Health Assessment of Buried Carbon-Steel Pipelines Using Automated Ultrasonic Inspection
摘要
Buried cross-country carbon-steel pipelines are used for transportation of petroleum products over large distances. They need to be regularly inspected to ensure its structural integrity. This is a mandatory requirement as per Oil Industry Safety Directorate (OISD) guidelines. Instrumented Pipeline Inspection Gauge (IPIG), an inline inspection tool is used for non-destructive evaluation (NDE) of these pipelines. It travels inside the pipeline with the flow of petroleum products, carrying an array of NDE sensors for automated inspection of these pipelines.
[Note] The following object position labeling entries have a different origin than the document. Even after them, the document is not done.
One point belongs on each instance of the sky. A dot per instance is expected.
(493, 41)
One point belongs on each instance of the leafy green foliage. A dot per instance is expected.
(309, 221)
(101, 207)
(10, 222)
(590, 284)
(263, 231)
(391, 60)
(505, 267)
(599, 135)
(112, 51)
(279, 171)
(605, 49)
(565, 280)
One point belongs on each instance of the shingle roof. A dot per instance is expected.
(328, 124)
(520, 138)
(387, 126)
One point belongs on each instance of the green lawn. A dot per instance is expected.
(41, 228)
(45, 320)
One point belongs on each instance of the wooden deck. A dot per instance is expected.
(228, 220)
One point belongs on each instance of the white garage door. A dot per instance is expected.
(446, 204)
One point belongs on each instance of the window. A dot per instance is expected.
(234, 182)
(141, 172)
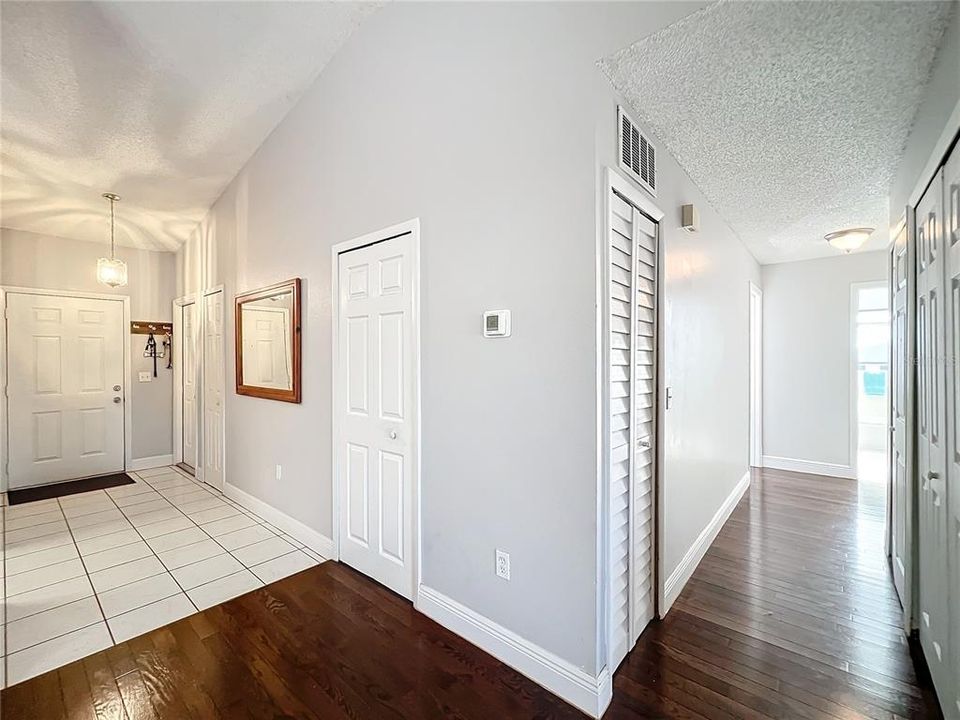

Ultrasonic sensing, among others, is one such technique, used for assessing the health of these pipelines. Due to the rough surface of these pipelines, along with motion-induced vibrations of the tool, ultrasonic echo received by the sensor is often buried in heavy noise. Uncertainty in the region of occurrence of corrosion defects (internal or external to pipe surface) implies that echoes received from both near and far surfaces of pipe wall need to be independently identified and analyzed. In this paper, an algorithm to independently identify two different echoes from a single ultrasonic A-scan and estimating remaining pipe-wall thickness for carbon-steel pipelines is proposed. An array of such UT transducers kept in a customized configuration leads to estimation of length, width and depth of corrosion defects. The algorithm uses concepts of Stationary Wavelet Transform (SWT), envelope extraction by Hilbert transform and remaining pipe-wall thickness measurement in the spectral domain. The technique is validated experimentally on carbon steel plates with template defects fabricated and has achieved an accuracy within 3.50% of pipe-wall thickness.